Le corps caméra


SOPHIE DELPEUX, LE CORPS CAMERA, LE PERFORMER ET SON IMAGE.

1.) Présentation de l’ouvrage :

Maître de conférence rattaché au Centre Interuniversitaire de Recherche en Histoire de l’Art Contemporain (CIRHAC) de l’Université Paris 1 Panthéon-Sorbonne, Sophie Delpeux est l’auteure de nombreux articles sur le thème de la performance, de l’actionnisme, du body art et du happening depuis la fin des années 1950 jusqu’au milieu des années 1980. Ses travaux portent sur la manière avec laquelle la mémoire de telles oeuvres est établi. Elle a participé à des ouvrages collectifs : La Performance (Presse universitaire de Rennes, 2010), Gina Pane (Les Phrases du Réel/FRAC Pays de la Loire, 2010).
Actuellement, Sophie Delpeux consacre ses recherches à Allan Kaprow, elle prépare un essai à son propos : Le Cadre de l’art est dans nos têtes.

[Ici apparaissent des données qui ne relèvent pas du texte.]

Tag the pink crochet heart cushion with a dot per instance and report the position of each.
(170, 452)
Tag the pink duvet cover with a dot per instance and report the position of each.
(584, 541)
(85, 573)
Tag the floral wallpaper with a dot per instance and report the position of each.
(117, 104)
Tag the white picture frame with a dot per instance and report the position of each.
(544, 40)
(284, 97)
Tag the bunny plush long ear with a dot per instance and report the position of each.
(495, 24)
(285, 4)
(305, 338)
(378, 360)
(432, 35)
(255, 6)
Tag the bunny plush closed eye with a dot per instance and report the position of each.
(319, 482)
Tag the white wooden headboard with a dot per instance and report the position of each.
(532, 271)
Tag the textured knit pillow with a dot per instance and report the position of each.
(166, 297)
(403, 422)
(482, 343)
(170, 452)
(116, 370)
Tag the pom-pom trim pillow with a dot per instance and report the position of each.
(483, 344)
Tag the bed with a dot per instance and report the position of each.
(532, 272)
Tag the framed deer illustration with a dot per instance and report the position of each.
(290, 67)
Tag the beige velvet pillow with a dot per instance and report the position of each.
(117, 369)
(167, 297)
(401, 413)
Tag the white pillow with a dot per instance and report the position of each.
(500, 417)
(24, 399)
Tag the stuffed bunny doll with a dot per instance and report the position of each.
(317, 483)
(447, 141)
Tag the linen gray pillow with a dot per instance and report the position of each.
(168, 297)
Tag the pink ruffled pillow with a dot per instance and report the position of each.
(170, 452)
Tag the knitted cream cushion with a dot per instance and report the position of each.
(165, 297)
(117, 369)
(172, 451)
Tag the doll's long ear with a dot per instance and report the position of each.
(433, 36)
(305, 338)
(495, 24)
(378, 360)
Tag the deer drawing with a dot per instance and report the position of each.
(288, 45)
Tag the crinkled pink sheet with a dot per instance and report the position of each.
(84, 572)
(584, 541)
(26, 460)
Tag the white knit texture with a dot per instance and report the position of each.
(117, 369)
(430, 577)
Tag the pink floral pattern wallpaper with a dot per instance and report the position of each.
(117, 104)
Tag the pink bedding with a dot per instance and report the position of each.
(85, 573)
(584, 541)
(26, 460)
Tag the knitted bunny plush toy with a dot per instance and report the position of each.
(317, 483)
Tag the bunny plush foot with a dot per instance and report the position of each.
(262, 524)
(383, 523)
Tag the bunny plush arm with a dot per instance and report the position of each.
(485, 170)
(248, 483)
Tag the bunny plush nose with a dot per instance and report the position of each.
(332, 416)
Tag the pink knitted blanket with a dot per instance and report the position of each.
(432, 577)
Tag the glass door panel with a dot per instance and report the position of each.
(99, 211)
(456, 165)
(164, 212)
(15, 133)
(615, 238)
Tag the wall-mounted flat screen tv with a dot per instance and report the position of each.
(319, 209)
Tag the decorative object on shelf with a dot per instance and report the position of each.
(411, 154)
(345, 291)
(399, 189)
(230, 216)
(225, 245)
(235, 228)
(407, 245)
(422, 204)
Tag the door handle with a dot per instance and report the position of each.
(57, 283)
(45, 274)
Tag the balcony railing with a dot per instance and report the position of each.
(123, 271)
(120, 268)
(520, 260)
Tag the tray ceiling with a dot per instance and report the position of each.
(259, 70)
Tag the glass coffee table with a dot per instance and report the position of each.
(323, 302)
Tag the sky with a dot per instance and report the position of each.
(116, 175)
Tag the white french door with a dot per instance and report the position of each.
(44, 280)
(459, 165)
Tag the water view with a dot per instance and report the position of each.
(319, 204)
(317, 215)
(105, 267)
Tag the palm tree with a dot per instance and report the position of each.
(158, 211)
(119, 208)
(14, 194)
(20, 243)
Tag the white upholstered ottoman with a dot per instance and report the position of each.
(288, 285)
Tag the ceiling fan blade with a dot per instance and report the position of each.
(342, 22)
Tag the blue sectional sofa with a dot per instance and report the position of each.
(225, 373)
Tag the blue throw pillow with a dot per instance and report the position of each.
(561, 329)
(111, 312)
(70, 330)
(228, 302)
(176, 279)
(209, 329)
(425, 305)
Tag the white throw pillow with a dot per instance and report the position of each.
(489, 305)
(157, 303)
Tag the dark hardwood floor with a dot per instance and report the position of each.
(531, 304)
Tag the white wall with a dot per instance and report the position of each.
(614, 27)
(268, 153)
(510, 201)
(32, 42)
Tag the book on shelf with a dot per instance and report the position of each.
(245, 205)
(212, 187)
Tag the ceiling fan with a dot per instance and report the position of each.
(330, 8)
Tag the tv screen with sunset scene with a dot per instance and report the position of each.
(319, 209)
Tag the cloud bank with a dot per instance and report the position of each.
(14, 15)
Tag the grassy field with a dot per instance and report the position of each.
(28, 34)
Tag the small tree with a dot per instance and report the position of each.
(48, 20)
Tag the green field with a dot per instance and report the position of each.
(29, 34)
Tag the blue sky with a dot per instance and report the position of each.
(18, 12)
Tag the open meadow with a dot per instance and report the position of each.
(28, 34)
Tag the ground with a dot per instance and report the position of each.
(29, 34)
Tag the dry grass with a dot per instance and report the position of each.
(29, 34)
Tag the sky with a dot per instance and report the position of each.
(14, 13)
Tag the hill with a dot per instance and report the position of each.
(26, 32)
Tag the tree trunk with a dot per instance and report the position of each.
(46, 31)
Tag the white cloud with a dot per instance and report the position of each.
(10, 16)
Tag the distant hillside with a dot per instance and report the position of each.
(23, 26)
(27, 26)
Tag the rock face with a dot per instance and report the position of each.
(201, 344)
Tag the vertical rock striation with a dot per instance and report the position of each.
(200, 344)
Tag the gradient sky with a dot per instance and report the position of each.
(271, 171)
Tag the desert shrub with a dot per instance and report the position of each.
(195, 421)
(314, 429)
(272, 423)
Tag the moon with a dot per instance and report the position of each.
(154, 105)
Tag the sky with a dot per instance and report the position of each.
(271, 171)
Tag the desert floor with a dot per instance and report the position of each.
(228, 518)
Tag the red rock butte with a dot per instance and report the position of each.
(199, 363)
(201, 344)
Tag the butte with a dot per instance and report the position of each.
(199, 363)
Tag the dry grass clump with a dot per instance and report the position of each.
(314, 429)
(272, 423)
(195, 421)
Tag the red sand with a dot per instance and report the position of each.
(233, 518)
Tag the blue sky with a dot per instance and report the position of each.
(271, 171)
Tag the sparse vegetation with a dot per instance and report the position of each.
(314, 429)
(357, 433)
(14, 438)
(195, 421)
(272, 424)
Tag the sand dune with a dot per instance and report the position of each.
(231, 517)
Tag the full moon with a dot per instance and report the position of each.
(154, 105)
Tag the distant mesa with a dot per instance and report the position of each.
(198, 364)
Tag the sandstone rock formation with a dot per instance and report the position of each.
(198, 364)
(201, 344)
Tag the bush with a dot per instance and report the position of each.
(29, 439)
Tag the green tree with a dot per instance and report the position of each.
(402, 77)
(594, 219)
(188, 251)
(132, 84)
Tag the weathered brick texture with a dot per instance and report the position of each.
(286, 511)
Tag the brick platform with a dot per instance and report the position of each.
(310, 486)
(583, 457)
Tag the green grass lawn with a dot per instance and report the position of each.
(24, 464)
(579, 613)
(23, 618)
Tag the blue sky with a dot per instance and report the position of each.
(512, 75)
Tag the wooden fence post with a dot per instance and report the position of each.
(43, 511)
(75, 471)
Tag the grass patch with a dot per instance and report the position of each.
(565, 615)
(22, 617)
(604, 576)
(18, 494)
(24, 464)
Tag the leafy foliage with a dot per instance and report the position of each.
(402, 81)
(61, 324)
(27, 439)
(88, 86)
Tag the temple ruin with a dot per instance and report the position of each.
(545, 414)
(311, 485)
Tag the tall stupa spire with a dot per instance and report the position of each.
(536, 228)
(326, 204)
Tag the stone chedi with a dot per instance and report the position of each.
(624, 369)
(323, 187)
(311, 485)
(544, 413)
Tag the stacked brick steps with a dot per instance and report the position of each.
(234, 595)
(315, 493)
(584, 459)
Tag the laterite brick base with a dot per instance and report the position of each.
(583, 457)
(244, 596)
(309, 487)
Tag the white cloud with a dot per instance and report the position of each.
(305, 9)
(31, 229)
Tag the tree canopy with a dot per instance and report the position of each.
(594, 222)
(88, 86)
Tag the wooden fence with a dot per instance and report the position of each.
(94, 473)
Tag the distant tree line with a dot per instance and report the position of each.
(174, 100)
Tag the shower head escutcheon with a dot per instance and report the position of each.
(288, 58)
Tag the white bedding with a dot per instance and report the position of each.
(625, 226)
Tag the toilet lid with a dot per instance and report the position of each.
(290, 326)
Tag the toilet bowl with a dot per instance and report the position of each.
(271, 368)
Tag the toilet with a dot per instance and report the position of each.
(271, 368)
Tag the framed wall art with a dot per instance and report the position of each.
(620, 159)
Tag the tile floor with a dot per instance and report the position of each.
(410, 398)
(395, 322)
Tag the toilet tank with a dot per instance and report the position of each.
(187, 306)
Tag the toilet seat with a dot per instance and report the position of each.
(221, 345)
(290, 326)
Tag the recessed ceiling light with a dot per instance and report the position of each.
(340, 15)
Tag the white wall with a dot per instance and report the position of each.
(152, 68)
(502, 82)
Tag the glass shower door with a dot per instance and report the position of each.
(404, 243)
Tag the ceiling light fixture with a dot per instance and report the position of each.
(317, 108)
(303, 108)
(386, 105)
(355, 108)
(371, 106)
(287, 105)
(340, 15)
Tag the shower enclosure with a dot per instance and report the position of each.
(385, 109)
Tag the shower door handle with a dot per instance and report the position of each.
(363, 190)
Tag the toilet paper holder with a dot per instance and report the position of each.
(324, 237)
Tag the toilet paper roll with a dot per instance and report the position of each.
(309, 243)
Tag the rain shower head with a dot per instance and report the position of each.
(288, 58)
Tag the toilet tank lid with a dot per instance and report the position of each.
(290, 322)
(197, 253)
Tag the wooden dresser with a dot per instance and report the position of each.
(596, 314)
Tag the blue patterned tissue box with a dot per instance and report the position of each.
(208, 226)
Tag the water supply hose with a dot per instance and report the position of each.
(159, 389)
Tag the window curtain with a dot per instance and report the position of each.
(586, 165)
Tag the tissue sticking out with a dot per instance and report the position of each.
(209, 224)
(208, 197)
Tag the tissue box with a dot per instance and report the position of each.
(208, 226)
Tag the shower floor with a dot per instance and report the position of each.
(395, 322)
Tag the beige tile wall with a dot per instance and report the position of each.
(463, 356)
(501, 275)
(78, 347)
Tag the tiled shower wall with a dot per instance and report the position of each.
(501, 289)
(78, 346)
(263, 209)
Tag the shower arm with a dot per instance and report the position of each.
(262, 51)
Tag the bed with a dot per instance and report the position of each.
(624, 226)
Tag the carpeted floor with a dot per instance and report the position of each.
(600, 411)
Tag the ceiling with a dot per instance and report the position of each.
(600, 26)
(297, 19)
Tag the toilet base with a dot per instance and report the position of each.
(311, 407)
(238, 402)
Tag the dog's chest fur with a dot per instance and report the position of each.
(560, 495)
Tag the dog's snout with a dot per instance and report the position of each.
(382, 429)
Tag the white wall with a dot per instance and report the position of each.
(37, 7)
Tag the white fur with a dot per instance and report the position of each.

Le corps-caméra, le performer et son image est publié par les éditions Textuels, dans la collection L’Ecriture photographique. Cette collection à pour ambition de publier en France des essais sur le photographie. Le corps-caméra, le performer et son image est un choix éditorial qui s’inscrit dans cette volonté de diffuser la pensée d’une génération de chercheurs, critiques, pour une vision actualisée de la discipline.

Nous observons dans le titre de l’ouvrage étudié les termes corps, performer, image et caméra, qui caractérisent de manière directe le sujet du texte. Entendons «le corps-caméra» comme une expression adéquat en vu du thème de l’ouvrage, «le performer et son image» explicitant ce dernier. Mais plus qu’une expression, «le corps-caméra» est un concept emprunté à la philosophe Catherine Perret qui l’a elle-même élaborée à la suite d’un entretien avec Paul  McCarthy. L’artiste s’était servis d’un faux corps, une représentation de son propre corps. La philosophe conclut : «ce corps-totem du performer incarne le corps photographié ou filmé», elle utilisa par la suite «le corps-caméra» qu’elle définit comme «un plan de représentation».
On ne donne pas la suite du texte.